正直半信半疑だったが、藁にもすがる思いのナカヨは勢いよく席を立ち、鼻息を荒くして男に近づいた。

 

「ああ、もちろんだ。お前から聞いた話だとその2人は、銃を打つのが上手いんだろ?」

「はい」

「そしてお前は上手くないと。そしてその2人は元々はすごく仲が悪くて、お前がその仲裁をしていたんだろ?」

「は、はい。それがどうしたんですか?」

「まぁ、これを聞く限りその2人はお前の事は凄く信頼している様だ。
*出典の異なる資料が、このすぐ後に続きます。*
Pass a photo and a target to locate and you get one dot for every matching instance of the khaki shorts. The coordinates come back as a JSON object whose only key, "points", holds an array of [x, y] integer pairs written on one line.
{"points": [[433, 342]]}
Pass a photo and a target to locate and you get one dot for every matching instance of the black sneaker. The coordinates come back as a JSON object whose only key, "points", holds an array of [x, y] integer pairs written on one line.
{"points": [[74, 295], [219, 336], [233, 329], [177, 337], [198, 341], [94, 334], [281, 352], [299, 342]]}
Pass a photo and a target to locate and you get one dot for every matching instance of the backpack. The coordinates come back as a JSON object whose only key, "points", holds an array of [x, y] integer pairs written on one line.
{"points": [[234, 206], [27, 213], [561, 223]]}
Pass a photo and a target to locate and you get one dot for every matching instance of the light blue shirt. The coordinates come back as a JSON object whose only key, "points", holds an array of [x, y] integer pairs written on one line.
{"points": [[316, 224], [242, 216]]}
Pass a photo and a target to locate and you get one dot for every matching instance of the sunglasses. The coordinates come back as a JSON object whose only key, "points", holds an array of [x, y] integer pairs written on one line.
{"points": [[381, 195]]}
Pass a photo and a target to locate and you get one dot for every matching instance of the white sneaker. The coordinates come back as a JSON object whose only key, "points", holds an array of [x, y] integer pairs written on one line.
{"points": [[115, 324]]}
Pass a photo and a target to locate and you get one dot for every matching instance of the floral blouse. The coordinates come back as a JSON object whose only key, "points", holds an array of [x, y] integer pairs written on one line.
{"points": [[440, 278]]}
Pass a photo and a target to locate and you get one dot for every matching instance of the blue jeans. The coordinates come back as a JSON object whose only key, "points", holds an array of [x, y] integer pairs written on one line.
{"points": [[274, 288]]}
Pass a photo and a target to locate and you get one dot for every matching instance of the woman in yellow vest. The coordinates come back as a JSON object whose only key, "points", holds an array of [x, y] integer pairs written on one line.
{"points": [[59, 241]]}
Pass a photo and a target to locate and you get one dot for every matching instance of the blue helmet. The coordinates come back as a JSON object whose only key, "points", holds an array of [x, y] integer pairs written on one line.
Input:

だってそうだろ?お前はその2人の喧嘩を力を使わず、少し宥めただけで止めたのだから」

「そうなんですかね?」

「ああ、その通りだ。女お前はその2人によく信頼されている。そしてそのチームの指揮は、その2人が何となくでやっているんだろ?女お前に一つ質問だ。お前は皆から信頼されている指揮官と、戦の得意な2人の戦士が指揮官をするのだと、どっちがいいと思う?」

「……それは流石に1人の指揮官の方かと」

「なら、もう答えは出たな。お前が今からやる事は、その2人の指揮官をやる事だ。その方がその2人も直近の戦闘の事を考えれると思うぞ?」

 

男はそう言うと、サッカーボールを子供達に、帽子をトイレから帰って来た、ここで本来占いをしていただろう人物に返すと、駅のある方へと走って行ってしまった。

 

「私が指揮官……」

 

家に帰ったらナカヨは、色々なEPEXの配信動画などを見て、どこでどんなふうに人を動かせばいいのかや、作戦の立て方に、初動の動き方などを勉強した。

 

そして練習試合4日目、すなわち大会本番の前日である。

ナカヨはそこで、2人に指揮官役をやらせてほしいと頼み込んだ。

 

カンナ達は昨日からあまり調子が良くなかったナカヨを心配しながらも、指揮官については了承した。

 

渋田利ナカヨが、大手vtuber事務所に入れたのは、そのほんわかとした話し方と、圧倒的な事前準備だ。審査用の動画を作る時も、参考書を読み込んだりと凄まじい集中力がある。

 

そんなナカヨは幾つものパソコンの画面に動画を開き、動画を出している参加者の動きなどを見ては、それをノートに書き写すなどして、何となくだがどこのチームがどんな動きをするかを、頭の中に叩き込んだおかげで、4日目の練習試合では、カンナ達が勝てない相手がいたら、2人が突っ込もうとするのを止めて、そのチームが他のチームと戦い弱ったところを襲うなどして、順調に勝ち進めていった結果。

 

カンナ達のチームは練習試合最終日の最後の試合では、運が良かったとはいえ全員無事な状態で、チャンピオンを取る事ができたのだった。

 

チャンピオンを取ることのできた三人は、大会本番で優勝したかの様な喜びを見せた。

 

「おっしゃあああ!!」

「やったあぁぁぁ!!」

「やりましたね!」

 

その場に犯人が揃っていたら、あまりの嬉しさにハイタッチやハグをしてしまうほど喜んでいた。

 

「と言うかちょっと待って、ナカヨさぁ、指揮官役うますぎね?」

「アタルの言う通り、私達が敵に突っ込もうとした時も、冷静にダメって言ってくれて、あの時はすごく助かったし、ナカヨ凄いじゃん!」

「そ、そうかな?」

「「そうだよ!」」

 

自分がチームの一員になれた事がわかったナカヨは、あの本当に誰なのかも分からない、占い師もどきの男に心の中で感謝を伝えた。

 

「それじゃあ本番も、ナカヨが私たちの指揮をするって事で大丈夫?」

「ああ、俺は何の問題もない」

「私も大丈夫……いや、私にやらせて!」

 

自分の決意を固める為にナカヨが言い直すと、それを聞いていたアタルは画面の前で、ニヤリと笑った。